Ergebnis der Provenienzforschung
Im Oktober 1916 wurde das Gemälde aus der Sammlung des Dresdener Unternehmers Carl Hugo Schmeil durch den Kunstsalon Paul Cassirer versteigert und von Gustav Rüdenberg (1868–1942) erworben, in dessen Privateigentum es nahezu zwei Jahrzehnte verblieb. Gustav Rüdenberg war Inhaber eines Versandhandels für Fotografie und optische Apparate in Hannover. Der erfolgreiche Unternehmer baute zudem eine Kunstsammlung auf, vornehmlich mit Werken des deutschen Impressionismus und Expressionismus. Die Sammlung umfasste ca. 30 Gemälde, darunter Werke von Lovis Corinth, Ferdinand Hodler, Wilhelm Trübner, Heinrich von Zügel und Albin Egger-Lienz, sowie 400 Grafiken, Bronzen und eine Bibliothek von ca. 800 Bänden. Neben Hermann Bahlsen, Herbert von Garvens-Garvensburg, Fritz Beindorff sen., August Sprengel und anderen war Gustav Rüdenberg unter den 22 Gründungsstiftern der Kestner-Gesellschaft.
Im Zuge der Inflation nach dem Ersten Weltkrieg und der Weltwirtschaftskrise geriet Gustav Rüdenberg in finanzielle Schwierigkeiten. Unter dem Druck der NS-Diktatur wie der im April 1933 einsetzende Boykott jüdischer Geschäfte verschärfte sich die Situation des bereits geschwächten Unternehmers. So sah er sich gezwungen, seine Wohnung zu verkleinern und ausgewählte Stücke seiner Kunstsammlung zu veräußern. Im August 1936 bot er das Damenbildnis dem Städel Museum an, das zunächst ablehnte. Im März 1937 kam der Ankauf durch die Stadt Frankfurt für die Städtische Galerie des Städelschen Kunstinstituts schließlich doch zustande.
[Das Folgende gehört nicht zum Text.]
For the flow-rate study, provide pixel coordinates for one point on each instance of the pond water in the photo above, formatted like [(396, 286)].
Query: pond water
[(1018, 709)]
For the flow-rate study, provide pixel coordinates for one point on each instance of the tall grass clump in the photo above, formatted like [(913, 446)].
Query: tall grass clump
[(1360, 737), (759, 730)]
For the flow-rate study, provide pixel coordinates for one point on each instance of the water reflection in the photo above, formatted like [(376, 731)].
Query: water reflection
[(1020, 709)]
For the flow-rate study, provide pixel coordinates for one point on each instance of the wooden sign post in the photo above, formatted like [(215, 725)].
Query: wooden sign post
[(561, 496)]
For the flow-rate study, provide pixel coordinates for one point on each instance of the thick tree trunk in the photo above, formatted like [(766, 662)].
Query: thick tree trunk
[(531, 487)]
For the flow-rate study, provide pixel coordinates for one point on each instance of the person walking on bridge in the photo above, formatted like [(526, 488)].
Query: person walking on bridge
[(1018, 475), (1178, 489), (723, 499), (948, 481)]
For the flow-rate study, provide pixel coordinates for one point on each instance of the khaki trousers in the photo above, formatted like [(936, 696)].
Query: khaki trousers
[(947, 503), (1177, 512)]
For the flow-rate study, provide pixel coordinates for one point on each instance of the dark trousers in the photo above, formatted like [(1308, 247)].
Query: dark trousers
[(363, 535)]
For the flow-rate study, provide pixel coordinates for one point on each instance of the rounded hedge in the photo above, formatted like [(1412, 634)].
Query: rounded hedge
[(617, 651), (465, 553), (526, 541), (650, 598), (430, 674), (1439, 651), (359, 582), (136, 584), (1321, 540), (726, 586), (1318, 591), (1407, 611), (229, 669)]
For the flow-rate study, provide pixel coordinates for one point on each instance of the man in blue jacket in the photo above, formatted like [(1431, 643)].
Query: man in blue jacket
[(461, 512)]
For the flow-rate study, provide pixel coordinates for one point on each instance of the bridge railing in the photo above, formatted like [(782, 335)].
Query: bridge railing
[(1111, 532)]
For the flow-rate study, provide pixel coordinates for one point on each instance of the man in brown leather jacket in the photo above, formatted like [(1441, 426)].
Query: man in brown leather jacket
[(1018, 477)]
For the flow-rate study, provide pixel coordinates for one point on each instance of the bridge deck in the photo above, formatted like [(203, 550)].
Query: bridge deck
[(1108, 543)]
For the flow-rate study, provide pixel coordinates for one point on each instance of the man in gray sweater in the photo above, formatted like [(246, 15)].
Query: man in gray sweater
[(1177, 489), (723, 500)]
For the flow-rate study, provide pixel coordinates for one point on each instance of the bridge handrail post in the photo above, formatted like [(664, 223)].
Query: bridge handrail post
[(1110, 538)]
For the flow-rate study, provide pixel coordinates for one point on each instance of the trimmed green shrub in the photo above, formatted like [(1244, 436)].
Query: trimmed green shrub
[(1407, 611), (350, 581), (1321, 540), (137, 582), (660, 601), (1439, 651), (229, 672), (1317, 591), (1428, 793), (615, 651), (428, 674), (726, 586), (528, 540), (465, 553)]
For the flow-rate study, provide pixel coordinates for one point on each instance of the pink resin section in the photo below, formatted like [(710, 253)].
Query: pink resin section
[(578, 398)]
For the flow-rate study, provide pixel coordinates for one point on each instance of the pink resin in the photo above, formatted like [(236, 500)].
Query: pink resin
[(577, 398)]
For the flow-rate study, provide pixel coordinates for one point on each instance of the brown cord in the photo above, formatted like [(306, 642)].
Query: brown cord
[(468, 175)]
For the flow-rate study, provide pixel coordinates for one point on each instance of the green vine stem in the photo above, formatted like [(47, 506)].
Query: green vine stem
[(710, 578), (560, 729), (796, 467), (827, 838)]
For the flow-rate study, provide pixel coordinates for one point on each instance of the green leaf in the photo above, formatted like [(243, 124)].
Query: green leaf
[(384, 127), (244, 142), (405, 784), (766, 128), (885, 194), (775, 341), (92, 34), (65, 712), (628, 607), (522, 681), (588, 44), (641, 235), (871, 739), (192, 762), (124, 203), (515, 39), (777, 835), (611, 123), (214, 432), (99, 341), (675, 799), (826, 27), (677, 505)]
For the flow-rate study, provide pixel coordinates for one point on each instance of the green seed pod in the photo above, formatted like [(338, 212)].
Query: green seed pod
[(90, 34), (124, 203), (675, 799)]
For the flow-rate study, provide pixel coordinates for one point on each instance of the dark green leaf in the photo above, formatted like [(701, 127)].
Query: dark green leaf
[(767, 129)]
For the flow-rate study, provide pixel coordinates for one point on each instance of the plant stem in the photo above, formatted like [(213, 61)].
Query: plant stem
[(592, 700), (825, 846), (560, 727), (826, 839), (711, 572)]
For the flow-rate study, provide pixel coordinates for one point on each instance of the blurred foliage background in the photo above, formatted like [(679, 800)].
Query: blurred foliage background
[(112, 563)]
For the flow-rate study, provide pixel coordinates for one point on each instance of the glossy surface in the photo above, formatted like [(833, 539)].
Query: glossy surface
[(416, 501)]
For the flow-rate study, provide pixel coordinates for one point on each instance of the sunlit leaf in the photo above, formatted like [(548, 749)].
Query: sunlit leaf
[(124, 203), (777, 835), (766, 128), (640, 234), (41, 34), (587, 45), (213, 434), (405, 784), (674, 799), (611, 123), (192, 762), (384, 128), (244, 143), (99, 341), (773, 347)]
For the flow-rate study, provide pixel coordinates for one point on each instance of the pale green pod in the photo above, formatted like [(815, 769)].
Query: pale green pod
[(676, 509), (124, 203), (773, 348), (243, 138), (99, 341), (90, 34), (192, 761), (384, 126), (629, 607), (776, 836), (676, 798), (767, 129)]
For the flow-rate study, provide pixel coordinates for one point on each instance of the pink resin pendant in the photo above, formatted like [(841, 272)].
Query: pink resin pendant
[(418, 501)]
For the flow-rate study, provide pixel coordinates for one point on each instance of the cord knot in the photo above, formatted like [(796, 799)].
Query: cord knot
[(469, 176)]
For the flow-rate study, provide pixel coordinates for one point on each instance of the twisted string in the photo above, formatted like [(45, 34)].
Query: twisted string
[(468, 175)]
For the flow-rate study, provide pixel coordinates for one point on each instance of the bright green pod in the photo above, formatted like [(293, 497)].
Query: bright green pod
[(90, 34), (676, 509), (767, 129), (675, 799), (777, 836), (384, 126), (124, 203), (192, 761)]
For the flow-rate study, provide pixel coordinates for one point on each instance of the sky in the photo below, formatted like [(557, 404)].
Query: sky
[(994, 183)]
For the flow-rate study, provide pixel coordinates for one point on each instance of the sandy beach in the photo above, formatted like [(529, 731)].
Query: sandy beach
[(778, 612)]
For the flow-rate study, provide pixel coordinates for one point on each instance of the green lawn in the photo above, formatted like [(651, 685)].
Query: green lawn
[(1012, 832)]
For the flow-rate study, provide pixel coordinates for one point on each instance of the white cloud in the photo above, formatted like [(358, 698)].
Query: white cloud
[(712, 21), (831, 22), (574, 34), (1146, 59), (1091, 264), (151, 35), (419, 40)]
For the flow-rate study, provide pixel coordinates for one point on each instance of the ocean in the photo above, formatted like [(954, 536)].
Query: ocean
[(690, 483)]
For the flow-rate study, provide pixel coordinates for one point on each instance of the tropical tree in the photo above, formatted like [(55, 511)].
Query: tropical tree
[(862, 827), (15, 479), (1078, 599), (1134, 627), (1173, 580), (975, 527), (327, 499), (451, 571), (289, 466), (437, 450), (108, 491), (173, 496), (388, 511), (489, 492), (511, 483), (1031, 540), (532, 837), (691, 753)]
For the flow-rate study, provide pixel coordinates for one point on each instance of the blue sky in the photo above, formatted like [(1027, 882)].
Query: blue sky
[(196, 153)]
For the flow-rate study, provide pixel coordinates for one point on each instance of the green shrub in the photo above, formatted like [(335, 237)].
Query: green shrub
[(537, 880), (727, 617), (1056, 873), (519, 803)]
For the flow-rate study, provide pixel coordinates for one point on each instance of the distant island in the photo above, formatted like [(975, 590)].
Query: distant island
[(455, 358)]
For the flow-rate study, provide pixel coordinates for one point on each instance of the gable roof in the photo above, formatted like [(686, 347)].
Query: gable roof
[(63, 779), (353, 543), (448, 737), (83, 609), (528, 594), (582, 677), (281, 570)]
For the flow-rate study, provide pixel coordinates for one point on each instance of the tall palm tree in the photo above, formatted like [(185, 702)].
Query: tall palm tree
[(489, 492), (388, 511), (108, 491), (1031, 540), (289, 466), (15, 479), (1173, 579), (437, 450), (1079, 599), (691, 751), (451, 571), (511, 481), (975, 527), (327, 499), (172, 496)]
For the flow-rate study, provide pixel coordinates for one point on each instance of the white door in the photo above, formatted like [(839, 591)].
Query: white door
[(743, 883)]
Da Rüdenberg gesundheitlich und finanziell angeschlagen war, konnte er eine Flucht ins rettende Ausland nicht mehr bewältigen. Im Dezember 1938 musste er seine Hannoveraner Villa verkaufen, um damit die vom NS-Staat auferlegte „Judenvermögensabgabe“ zahlen zu können. Sein Geschäft durfte er nicht mehr ausüben. Das Ehepaar zog in eine Mietwohnung um. Im Herbst 1941 wies man sie schließlich einem sogenannten „Judenhaus“ zu. Ihr restlicher Besitz verfiel an das Reich. Am 15. Dezember 1941 wurden beide in das Rigaer Ghetto verbracht und dort ermordet.